Performance Tuning

We do not know why your training is slow (and most of the times it’s not a tensorpack problem).

Tensorpack is designed to be high-performance, as can be seen in the benchmarks. But performance is different across machines and tasks, so it’s not easy to understand what goes wrong without doing some investigations by your own. Tensorpack has some tools to make it easier to understand the performance. Here is a list of things you can do to understand why your training is slow.

If you ask for help to understand and improve the speed, PLEASE do the investigations below, post your hardware information and your findings from the investigation, such as what changes you’ve made and what performance numbers you’ve seen.

Figure out the bottleneck

  1. If you use feed-based input (unrecommended) and datapoints are large, data is likely to become the bottleneck.

  2. If you use queue-based input + DataFlow, always pay attention to the queue size statistics in training log.
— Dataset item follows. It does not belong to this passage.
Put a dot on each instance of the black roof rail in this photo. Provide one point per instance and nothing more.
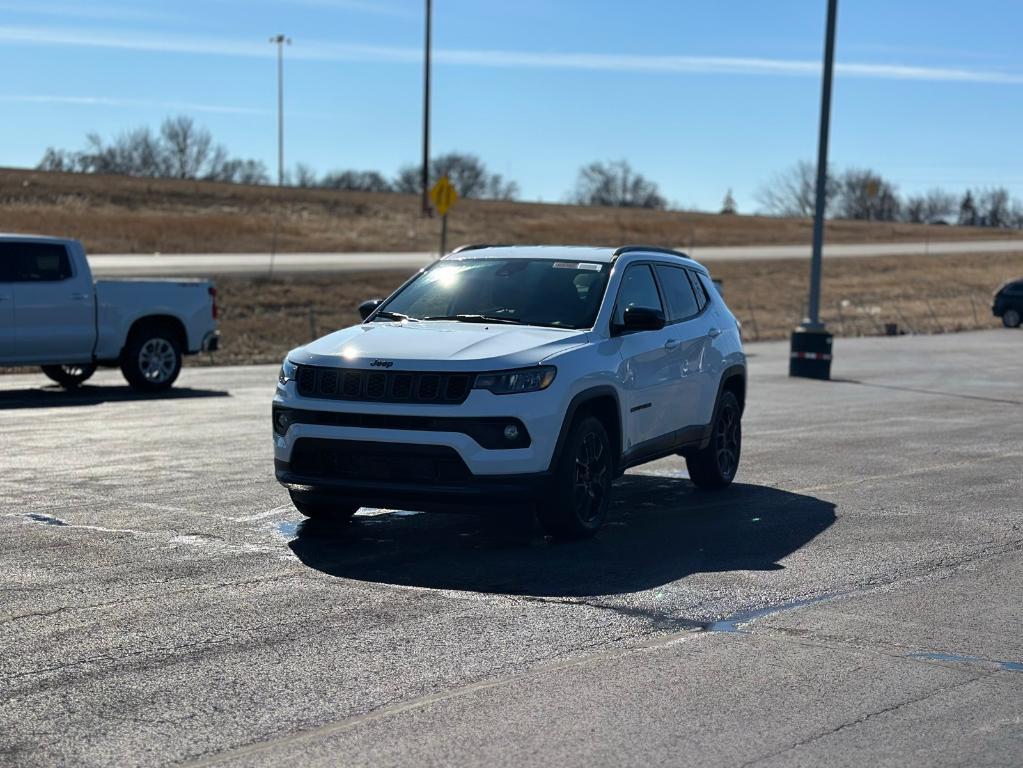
(477, 246)
(648, 249)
Ideally the input queue should be nearly full (default size is 50). If the queue size is close to zero, data is the bottleneck. Otherwise, it’s not.

    The size is by default printed after every epoch. Set steps_per_epoch to a smaller number (e.g. 100) to see this number earlier.
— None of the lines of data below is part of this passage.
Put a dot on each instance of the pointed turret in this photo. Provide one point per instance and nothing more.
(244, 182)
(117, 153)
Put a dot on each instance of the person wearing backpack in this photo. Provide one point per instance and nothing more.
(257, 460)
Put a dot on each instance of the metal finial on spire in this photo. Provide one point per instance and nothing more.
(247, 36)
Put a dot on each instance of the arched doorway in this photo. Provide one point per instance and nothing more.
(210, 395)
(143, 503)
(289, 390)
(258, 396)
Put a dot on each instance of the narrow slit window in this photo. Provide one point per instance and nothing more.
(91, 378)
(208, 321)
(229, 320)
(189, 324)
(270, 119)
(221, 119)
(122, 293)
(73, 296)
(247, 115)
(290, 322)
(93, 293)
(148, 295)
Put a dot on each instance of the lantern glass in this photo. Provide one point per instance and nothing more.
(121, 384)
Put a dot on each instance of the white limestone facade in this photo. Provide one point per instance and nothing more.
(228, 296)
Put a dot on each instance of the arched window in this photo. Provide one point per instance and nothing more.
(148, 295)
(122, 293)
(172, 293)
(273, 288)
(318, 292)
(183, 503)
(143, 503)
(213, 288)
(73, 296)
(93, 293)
  3. If GPU utilization is low but queue is full, the graph is inefficient. Either there are some communication inefficiency, or some ops in the graph are inefficient (e.g. CPU ops). Also make sure GPUs are not locked in P8 state.

Benchmark the components

Whatever benchmarks you’re doing, never look at the speed of the first 50 iterations. Everything is slow at the beginning.
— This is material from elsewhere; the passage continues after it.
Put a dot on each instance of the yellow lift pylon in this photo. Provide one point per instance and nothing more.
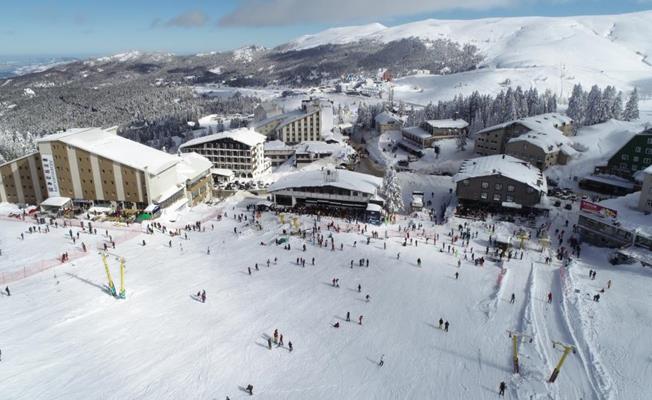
(515, 335)
(123, 293)
(568, 348)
  1. Use dataflow=FakeData(shapes, random=False) to replace your original DataFlow by a constant DataFlow. This will benchmark the graph, without the possible overhead of DataFlow.

  2. (usually not needed) Use data=DummyConstantInput(shapes) for training, so that the iterations only take data from a constant tensor. No DataFlow is involved in this case.

  3. If you’re using a TF-based input pipeline you wrote, you can simply run it in a loop and test its speed.

  4. Use TestDataSpeed(mydf).start() to benchmark your DataFlow.

A benchmark will give you more precise information about which part you should improve.

Investigate DataFlow

Understand the Efficient DataFlow tutorial, so you know what your DataFlow is doing. Then, make modifications and benchmark to understand what in the data pipeline is your bottleneck. Do NOT look at training speed when you benchmark a DataFlow, only use the output of TestDataSpeed.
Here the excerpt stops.